From Wikipedia, the free encyclopedia

Richard Maxfield (February 2, 1927June 27, 1969) was a composer of instrumental, electro-acoustic, and electronic music.

Born in Seattle, he most likely taught the first University-level course in electronic music in America at the New School for Social Research. As a student at Berkeley and in Europe in the 1950's, he composed instrumental scores in a Neo-Classical style and then adopting 12-tone techniques, eventually studying at Princeton University with Milton Babbitt. Encounters with contemporary European innovations, the music of John Cage, and techniques for composing with magnetic tape would however prove decisive in the development of his mature compositions. Among his innovations with tape music were the simultaneous performance of improvised instrumental solos with tapes based upon samples of the same soloist, re-editing of tapes before each public performance so that the pieces were not fixed in a single form, and the use of the erase head of the tape machine as a sound source. He was also an active Fluxus participant and a friend of La Monte Young. Young now maintains the archive of Maxfield's works.

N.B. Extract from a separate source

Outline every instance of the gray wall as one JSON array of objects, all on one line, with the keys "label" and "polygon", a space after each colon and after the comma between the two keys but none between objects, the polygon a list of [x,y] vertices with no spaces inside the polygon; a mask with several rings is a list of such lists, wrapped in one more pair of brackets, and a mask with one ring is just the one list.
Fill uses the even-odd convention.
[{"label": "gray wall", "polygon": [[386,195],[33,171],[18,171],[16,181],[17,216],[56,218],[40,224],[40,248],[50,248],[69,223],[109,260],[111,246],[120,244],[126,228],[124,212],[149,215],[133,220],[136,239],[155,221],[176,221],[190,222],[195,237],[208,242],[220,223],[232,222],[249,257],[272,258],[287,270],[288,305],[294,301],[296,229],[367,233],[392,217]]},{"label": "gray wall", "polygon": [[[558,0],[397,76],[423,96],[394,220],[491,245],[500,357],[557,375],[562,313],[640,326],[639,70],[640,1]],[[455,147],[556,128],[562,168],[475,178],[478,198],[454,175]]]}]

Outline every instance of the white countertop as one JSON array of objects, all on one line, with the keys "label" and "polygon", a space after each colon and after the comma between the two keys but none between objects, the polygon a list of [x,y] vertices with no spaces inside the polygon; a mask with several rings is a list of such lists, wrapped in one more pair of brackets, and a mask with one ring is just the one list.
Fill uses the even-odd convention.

In 1960, he, along with Young, co-curated the early Fluxus concerts at Yoko Ono's loft: the first Downtown concerts. Maxfield made a number of mesmerizing, though gritty, electronic minimalist pieces, a few of which have made it to commercial recording.

Maxfield had a long history of psychoactive drug use and, in a drug-induced state, ended his life by jumping out of a window on June 7, 1969 at the age of 42.